Paper No. 9
Presentation Time: 3:20 PM
WHY ARE REEF TOP ISLANDS (MOTU) ONLY ON THE NORTH SIDE OF THE SOCIETY ISLAND CHAIN? RAPID LATE-HOLOCENE CARBONATE LANDSCAPE EVOLUTION IN POLYNESIA
We model the formation and distribution of reef-top islands (Motu) in the Society Island Chain, and confirm that model using radiocarbon dating, carbonate petrography and wave climate data. The succession of events involves: 1) emergence of indurated reef crest following well documented 1-2 meter late-Holocene sea-level drop in the region; 2) over-top storm surge transport of fore-reef corals across this emergent crest to form unconsolidated reef-top islands; and 3) breaching of this paleo-reef crest, then leads to wave-driven dissection of these Motu by channels (Hoa); 4) this erosional process ultimately eliminates Motu. We confirm this succession of events by: a) carbon dating of the components of the system; showing that they formed in the proposed succession; b) carbonate petrographic evidence of meteoric diagenesis documents the previous burial under motu (which have ground water) of now exposed paleoreef features; c) the asymmetric distribution of the Motu is documented using satellite imagery; and, d) is shown to be a product of the wave energy impinging on the north relative to the south coasts of the Society Islands. Long period waves from Southern-ocean storms lead to wave energies on south coasts that are orders of magnitude greater than that experienced by north facing shores leading to almost complete loss of Motu.

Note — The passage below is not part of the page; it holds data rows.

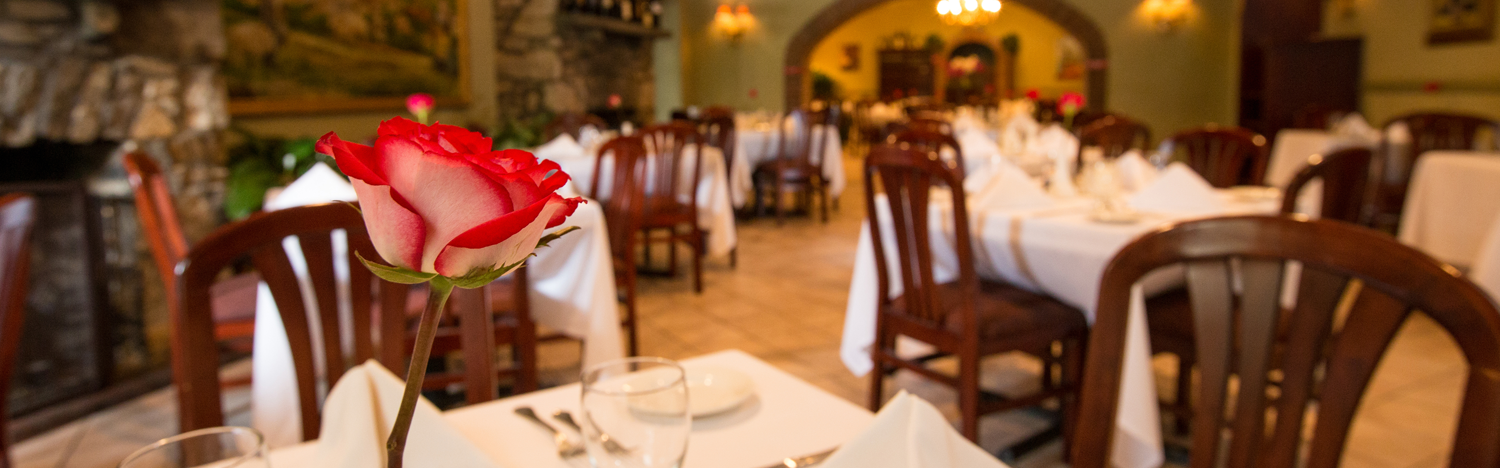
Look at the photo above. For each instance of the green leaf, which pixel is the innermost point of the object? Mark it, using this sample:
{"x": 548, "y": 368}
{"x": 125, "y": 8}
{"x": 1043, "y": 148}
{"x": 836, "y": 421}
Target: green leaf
{"x": 480, "y": 278}
{"x": 555, "y": 236}
{"x": 395, "y": 275}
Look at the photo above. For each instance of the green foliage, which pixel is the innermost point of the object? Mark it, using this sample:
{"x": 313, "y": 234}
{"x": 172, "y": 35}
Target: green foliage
{"x": 522, "y": 134}
{"x": 1011, "y": 44}
{"x": 824, "y": 86}
{"x": 258, "y": 164}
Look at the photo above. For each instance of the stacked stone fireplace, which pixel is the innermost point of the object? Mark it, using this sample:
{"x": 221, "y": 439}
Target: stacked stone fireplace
{"x": 81, "y": 83}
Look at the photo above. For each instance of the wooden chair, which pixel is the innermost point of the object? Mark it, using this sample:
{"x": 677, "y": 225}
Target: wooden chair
{"x": 719, "y": 131}
{"x": 234, "y": 299}
{"x": 572, "y": 123}
{"x": 623, "y": 215}
{"x": 969, "y": 318}
{"x": 378, "y": 323}
{"x": 1113, "y": 134}
{"x": 17, "y": 216}
{"x": 672, "y": 192}
{"x": 929, "y": 141}
{"x": 1320, "y": 368}
{"x": 1430, "y": 132}
{"x": 1344, "y": 176}
{"x": 794, "y": 167}
{"x": 1224, "y": 156}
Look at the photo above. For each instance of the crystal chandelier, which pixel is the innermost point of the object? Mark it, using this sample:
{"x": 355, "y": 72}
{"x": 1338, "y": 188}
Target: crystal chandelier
{"x": 968, "y": 12}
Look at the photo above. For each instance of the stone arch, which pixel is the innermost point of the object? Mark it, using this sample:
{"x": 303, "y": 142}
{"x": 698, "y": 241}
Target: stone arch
{"x": 800, "y": 51}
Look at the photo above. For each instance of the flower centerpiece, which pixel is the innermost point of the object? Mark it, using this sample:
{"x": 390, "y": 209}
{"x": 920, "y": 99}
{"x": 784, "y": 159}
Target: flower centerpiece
{"x": 443, "y": 207}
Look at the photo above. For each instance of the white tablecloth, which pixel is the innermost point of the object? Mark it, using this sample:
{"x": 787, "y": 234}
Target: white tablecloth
{"x": 1067, "y": 255}
{"x": 716, "y": 215}
{"x": 786, "y": 417}
{"x": 1452, "y": 200}
{"x": 756, "y": 144}
{"x": 572, "y": 291}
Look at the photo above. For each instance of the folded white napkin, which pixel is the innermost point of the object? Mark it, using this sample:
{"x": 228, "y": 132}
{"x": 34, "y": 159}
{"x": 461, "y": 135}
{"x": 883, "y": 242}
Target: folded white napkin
{"x": 1136, "y": 171}
{"x": 318, "y": 185}
{"x": 1353, "y": 129}
{"x": 1178, "y": 189}
{"x": 1007, "y": 186}
{"x": 360, "y": 411}
{"x": 561, "y": 147}
{"x": 911, "y": 434}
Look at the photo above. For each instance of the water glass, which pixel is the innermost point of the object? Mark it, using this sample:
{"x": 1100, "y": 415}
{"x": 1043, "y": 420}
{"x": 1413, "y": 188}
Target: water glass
{"x": 636, "y": 413}
{"x": 216, "y": 447}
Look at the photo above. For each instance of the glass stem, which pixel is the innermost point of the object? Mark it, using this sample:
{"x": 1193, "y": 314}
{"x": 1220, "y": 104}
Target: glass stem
{"x": 437, "y": 297}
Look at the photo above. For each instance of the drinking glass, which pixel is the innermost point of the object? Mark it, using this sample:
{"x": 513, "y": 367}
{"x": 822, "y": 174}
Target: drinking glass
{"x": 216, "y": 447}
{"x": 636, "y": 414}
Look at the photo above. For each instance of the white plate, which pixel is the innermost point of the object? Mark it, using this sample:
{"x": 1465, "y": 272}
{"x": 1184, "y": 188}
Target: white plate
{"x": 714, "y": 390}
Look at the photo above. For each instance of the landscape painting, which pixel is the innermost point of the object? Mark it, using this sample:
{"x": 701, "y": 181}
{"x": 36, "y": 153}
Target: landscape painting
{"x": 299, "y": 56}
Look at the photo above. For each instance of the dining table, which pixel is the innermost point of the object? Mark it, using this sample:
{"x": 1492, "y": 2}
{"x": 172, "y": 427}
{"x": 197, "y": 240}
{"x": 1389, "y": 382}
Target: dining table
{"x": 785, "y": 417}
{"x": 1059, "y": 249}
{"x": 758, "y": 141}
{"x": 572, "y": 291}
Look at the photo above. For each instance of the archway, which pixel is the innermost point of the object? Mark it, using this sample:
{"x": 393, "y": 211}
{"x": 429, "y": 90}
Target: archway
{"x": 800, "y": 50}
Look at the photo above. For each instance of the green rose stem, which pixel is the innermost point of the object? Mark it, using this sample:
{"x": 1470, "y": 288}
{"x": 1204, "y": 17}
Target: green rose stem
{"x": 426, "y": 332}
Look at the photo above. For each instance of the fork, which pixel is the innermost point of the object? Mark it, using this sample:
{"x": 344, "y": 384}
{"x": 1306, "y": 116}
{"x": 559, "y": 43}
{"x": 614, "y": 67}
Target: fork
{"x": 566, "y": 447}
{"x": 609, "y": 443}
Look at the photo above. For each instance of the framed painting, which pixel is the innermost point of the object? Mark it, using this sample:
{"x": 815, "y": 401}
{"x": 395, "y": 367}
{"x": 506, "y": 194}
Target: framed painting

Less energetic northern-hemisphere waves that are diminished by the intervening Tuamotu Archipelago. We note that this entire landscapes evolution, involving both the formation and destruction of islands, is extremely rapid having transpired over the last 2.5ka. In addition, in this scenario tropical storm surge played a constructive role in island formation whereas waves from extratropical storms are the primary erosive force. Although many tropical reef-systems experienced similar late-Holocene sea-level drops, this phenomenon of motu formation and asymmetry is of only modest generality pertaining prmarily to, fast growing tropical reef systems with limited tidal range that experience differential wave energy, such as the Society Islands and the southeastern Tuamotu. The rapidity of landscape evolution documented here has significant implications for the archeological reconstruction of Polynesian history and the biotic history of the Polynesian Islands and lagoons.